Biatora bacidioides

Scientific classification
- Domain: Eukaryota
- Kingdom: Fungi
- Division: Ascomycota
- Class: Lecanoromycetes
- Order: Lecanorales
- Family: Ramalinaceae
- Genus: Biatora
- Species: B. bacidioides
- Binomial name: Biatora bacidioides Printzen & Tønsberg (2003)

= Biatora bacidioides =

- Authority: Printzen & Tønsberg (2003)

Species of lichen

Biatora bacidioides is a species of corticolous (bark-dwelling), leprose lichen in the family Ramalinaceae. It was formally described as a new species in 2003 by the lichenologists Christian Printzen and Tor Tønsberg, from specimens collected from Picea orientalis forests of north-eastern Turkey. It was recorded from Ukraine in 2018.
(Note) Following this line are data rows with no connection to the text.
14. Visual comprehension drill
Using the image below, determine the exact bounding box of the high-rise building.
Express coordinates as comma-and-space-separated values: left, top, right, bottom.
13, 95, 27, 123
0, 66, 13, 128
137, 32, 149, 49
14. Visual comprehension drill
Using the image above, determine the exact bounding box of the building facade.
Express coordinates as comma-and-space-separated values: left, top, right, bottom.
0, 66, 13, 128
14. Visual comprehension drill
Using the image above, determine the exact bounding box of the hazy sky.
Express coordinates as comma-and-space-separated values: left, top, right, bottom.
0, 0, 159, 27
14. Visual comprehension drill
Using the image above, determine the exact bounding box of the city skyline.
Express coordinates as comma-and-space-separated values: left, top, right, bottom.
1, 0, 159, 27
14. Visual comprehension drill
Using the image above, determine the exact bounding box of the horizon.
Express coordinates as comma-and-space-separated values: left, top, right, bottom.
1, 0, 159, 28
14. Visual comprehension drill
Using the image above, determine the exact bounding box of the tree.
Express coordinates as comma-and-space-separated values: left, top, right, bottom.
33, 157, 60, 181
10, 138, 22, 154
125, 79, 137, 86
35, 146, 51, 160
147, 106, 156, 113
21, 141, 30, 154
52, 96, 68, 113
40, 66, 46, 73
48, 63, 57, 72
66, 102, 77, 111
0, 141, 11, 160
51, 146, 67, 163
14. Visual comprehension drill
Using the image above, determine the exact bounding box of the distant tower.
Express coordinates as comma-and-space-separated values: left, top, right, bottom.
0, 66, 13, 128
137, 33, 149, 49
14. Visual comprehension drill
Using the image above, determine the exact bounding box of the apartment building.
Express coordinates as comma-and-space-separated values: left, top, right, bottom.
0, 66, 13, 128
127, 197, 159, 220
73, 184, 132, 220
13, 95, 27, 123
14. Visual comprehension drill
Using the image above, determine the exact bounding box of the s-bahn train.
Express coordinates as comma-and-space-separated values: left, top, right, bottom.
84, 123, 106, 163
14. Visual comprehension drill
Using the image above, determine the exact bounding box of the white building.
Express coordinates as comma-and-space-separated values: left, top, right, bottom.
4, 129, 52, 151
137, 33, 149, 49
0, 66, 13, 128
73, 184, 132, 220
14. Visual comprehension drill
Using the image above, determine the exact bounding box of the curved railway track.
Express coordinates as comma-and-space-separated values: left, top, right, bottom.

Biatora bacidioides is identified by its greyish apothecia (fruiting bodies), which look similar to those of Biatora beckhausii. It has specific spores that are long and narrow (16–47 by 2–4 μm), and it contains a grey pigment in certain tissue layers. The lichen features light yellowish-green, dot-like growths that occasionally merge. These growths contain secondary metabolites, including argopsin and gyrophoric acid, which react Pd+ (orange/red) and C+ (red).